Apparently, despite all evidence to the contrary, the co-owners believe Liverpool to be worth of £500m to £600m. So for that £62m you can buy yourself a little over 10% of a club that still has to spend more than £300m on building a new stadium.

Now £62m, neatly, bought Randy Lerner 100% of Aston Villa and, unlike Liverpool, it was not making a loss of £11m a year. Nor, unlike Liverpool, had Villa's auditors said there was a "material uncertainty" casting "significant doubt on [the club's] ability to continue as a going concern".

That material uncertainty, deferred when Liverpool refinanced a £290m loan in July, could return when its repayment is required. A spokesman for the co-owners did not come back with answers yesterday about when that will be. Previously, the club's lenders have not extended their loans for more than a year. The current loan's maturity could well be only seven months away.

Nor did the spokesman say whether the £60m that is supposed to be repaid since that July refinancing has been handed over on schedule. Nor was there any response to a question about whether interest payments will rise next year. But with so much clarity about what £62m will buy, who could resist?

Anfield Makes Cut For England's World Cup 2018 Bid

Liverpool has been chosen as a candidate host city for England’s 2018 World Cup bid – but Derby, Leicester and Hull have missed out on selection.

Milton Keynes, Plymouth and several venues yet to be built were also on the final list as England 2018 deputy chairman Lord Mawhinney announced the successful candidates.

But Pride Park, the Walkers Stadium and KC Stadium will not host games if England’s bid to stage the tournament is successful.

Lord Mawhinney, the Football League chairman who headed the selection panel, said: ‘England is fortunate to have so many good stadiums.

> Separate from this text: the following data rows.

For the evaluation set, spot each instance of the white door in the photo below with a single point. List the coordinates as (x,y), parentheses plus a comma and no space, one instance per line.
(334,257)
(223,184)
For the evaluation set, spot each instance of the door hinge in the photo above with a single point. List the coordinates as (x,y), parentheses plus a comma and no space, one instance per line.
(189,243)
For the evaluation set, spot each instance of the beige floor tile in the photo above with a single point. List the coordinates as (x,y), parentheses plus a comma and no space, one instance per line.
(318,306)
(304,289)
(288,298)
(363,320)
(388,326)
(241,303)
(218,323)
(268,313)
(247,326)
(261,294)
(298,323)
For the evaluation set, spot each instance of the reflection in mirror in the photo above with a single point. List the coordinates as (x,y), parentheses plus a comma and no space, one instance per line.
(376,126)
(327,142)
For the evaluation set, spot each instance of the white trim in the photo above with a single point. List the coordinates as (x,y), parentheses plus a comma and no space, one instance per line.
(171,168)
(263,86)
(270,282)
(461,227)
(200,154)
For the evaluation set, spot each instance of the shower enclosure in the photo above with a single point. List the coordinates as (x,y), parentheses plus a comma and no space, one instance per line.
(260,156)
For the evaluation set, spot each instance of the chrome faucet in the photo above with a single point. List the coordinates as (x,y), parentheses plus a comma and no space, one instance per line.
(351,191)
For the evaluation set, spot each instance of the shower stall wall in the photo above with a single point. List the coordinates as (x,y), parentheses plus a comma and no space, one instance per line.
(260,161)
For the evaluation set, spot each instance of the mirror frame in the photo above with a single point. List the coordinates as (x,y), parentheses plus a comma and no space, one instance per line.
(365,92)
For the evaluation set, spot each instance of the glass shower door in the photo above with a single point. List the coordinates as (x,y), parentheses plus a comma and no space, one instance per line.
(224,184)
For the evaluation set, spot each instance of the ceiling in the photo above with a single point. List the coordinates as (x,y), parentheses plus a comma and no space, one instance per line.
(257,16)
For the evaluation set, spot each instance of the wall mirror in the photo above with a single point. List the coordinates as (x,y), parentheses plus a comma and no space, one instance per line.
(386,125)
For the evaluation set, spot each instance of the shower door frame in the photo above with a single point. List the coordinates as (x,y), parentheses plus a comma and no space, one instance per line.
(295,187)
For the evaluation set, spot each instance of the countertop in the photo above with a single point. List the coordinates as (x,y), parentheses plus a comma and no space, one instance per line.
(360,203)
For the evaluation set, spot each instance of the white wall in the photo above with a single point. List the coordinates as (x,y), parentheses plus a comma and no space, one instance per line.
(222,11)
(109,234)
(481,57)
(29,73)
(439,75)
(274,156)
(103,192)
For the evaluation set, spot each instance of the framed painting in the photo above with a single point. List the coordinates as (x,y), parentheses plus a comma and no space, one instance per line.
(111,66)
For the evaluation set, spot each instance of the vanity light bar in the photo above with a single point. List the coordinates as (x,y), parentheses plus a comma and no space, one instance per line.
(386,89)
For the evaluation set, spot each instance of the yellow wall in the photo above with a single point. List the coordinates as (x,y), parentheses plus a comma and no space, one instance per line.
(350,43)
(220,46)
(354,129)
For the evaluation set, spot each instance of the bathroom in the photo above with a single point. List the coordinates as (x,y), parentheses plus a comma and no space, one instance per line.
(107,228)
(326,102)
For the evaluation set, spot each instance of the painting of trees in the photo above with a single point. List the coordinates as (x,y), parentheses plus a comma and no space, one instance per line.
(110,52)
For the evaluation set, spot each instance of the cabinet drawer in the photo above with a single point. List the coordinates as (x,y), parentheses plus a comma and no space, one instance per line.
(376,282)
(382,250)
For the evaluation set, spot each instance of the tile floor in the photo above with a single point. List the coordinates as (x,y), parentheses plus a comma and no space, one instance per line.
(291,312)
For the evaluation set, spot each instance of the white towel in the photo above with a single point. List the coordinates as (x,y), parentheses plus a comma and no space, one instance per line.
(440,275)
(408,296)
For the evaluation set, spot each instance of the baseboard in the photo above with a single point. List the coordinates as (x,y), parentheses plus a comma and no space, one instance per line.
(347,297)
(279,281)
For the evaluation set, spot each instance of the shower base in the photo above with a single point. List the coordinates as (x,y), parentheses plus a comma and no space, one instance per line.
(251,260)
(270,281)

We have chosen cities which present the lowest possible risk to Fifa and its Fifa who will make the final decision.’

Lord Mawhinney named 16 venues across 12 different cities, with four in London.

However, Fifa regulations state only three stadium can be used in any one city, with a decision yet to be made between the new White Hart Lane and Olympic Stadium in East London.

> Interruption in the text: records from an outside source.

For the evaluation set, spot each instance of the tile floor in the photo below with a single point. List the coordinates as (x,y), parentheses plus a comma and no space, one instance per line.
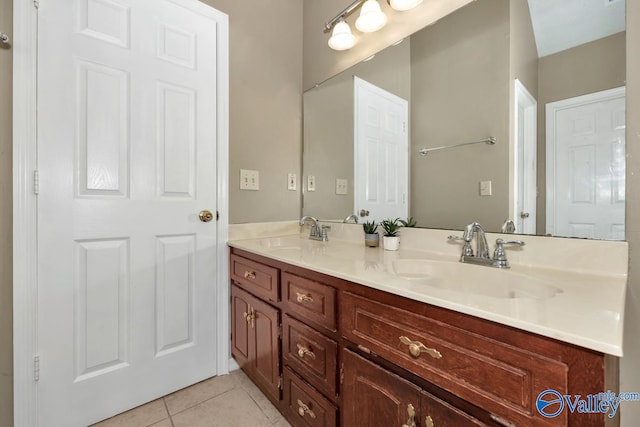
(226,401)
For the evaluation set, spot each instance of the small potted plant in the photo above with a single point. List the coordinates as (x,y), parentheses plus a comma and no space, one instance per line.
(371,236)
(391,240)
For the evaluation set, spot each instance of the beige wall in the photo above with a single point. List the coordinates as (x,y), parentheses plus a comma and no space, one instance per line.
(460,93)
(630,363)
(562,75)
(6,289)
(265,111)
(328,127)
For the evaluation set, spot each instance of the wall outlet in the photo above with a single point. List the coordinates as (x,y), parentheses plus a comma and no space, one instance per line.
(311,183)
(485,188)
(249,180)
(341,186)
(292,182)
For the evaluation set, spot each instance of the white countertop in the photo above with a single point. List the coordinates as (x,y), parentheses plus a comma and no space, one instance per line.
(574,306)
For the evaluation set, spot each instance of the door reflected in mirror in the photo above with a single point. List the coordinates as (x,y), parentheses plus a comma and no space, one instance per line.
(458,77)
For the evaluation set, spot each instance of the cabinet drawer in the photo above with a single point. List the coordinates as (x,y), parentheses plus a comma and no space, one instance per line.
(311,354)
(498,377)
(309,300)
(259,279)
(304,405)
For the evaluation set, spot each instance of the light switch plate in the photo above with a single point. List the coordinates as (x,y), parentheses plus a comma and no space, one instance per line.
(249,180)
(311,183)
(341,186)
(292,182)
(485,188)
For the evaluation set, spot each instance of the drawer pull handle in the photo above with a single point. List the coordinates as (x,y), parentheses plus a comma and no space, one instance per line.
(304,409)
(416,348)
(304,351)
(411,421)
(303,298)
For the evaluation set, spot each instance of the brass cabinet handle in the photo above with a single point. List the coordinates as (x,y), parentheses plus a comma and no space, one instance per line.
(303,298)
(304,351)
(416,348)
(304,409)
(250,316)
(411,421)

Mawhinney also revealed Anfield or ‘new Anfield’ would be used. There had been fears Liverpool would miss out.

But Mawhinney added: ‘It would have been very hard to envisage an impressive World Cup bid with host cities that did not include iconic Liverpool.’

Liverpool Pay Tribute To Shankly

Liverpool paid tribute to late manager Bill Shankly on Wednesday to mark 50 years since the Scot arrived on Merseyside to transform the club into soccer superpowers.

Former players from Shankly's era in the 1960s and 1970s, as well as members of his family, paraded on the Anfield pitch at half time in the club's Premier League match against Wigan Athletic.

Shankly's favourite hymn 'Amazing Grace' was played as the likes of Tommy Smith, Kevin Keegan and Phil Thompson helped revive memories of the club's golden past.

"Everybody here knows how important Bill Shankly was to this club," current manager Rafa Benitez said on the club's website (

"To see the former players around was very positive. We have a fantastic club with a great history."

Shankly, who died in 1981, took over at Liverpool when the club was a struggling second division side and spent the next 15 years establishing them at the top.

Under him, Liverpool won three league titles, two FA Cups and the UEFA Cup.

Wednesday's nervy 2-1 win moved them up to sixth in the Premier League, 13 points behind leaders Chelsea.